Appunto dall’esigenza di condurre lo spettatore lungo lo spettacolo attraverso un linguaggio non tradizionale è nata in me la necessità di essere “guidata” da una drammaturg. Chiara suggeriva delle modifiche al lavoro a livello del movimento e della sua “partitura emotiva”. È sempre lei a portare nuove chiavi di lettura.

Nei mesi in cui abbiamo lavorato alla produzione dello spettacolo io e Vittoria ci davamo un’ora di tempo per sviluppare diverse idee. Al termine Chiara arrivava per dare la sua impressione e revisionare il tutto. In questo modo ha limitato la miriade di concetti, riducendoli a pochi, chiari e “universali”.

Avevo la costante paura di essere sopraffatta dalle emozione e dai ricordi, e di presentare sul palco qualcosa che poteva dare un’impressione diversa da ciò che avrei voluto. Chiara mi ha permesso di portare tutto ciò che provavo e avevo dentro di fronte al pubblico, ma filtrandolo e inserendolo entro determinati limiti.

In che modo nello spettacolo compare la figura di Andy Warhol?
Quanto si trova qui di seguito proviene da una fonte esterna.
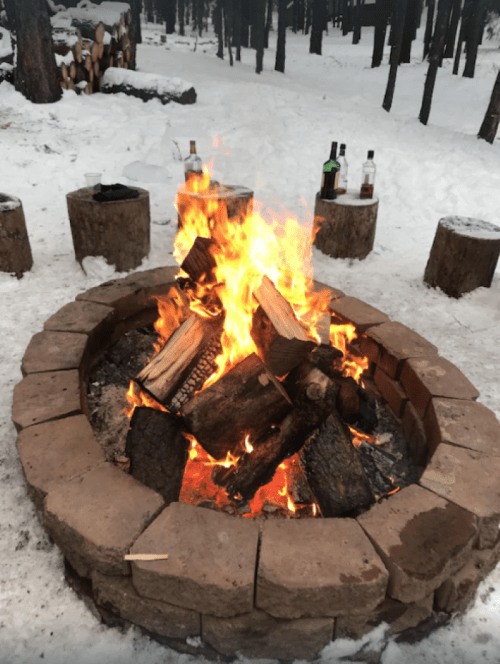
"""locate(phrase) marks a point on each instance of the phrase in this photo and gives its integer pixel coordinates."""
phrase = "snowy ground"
(274, 133)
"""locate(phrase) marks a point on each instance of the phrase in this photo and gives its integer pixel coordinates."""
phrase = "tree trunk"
(317, 26)
(280, 46)
(381, 15)
(36, 75)
(489, 126)
(437, 46)
(398, 22)
(476, 28)
(258, 28)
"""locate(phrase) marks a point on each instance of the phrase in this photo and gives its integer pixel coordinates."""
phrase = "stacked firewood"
(86, 47)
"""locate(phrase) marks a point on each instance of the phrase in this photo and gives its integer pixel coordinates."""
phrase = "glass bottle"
(329, 181)
(368, 177)
(342, 186)
(192, 163)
Da piccola ho visitato una mostra in cui erano esposte le Time Capsule  di Andy Warhol e ne sono rimasta fulminata. Egualmente mi ha spiazzata il modo in cui sia lui che mio padre, negli stessi anni, abbiano cercato di conservare tutto il ‘900: Andy nelle sue “capsule” e mio padre in VHS.

Posso infine dire che dal mio lavoro non mi aspettavo assolutamente nulla, ma sapevo che era qualcosa che dovevo fare. Non m’importava se fosse durato solo quindici minuti, io ho continuato a portarlo avanti nella speranza che sarebbe diventato qualcosa di grande.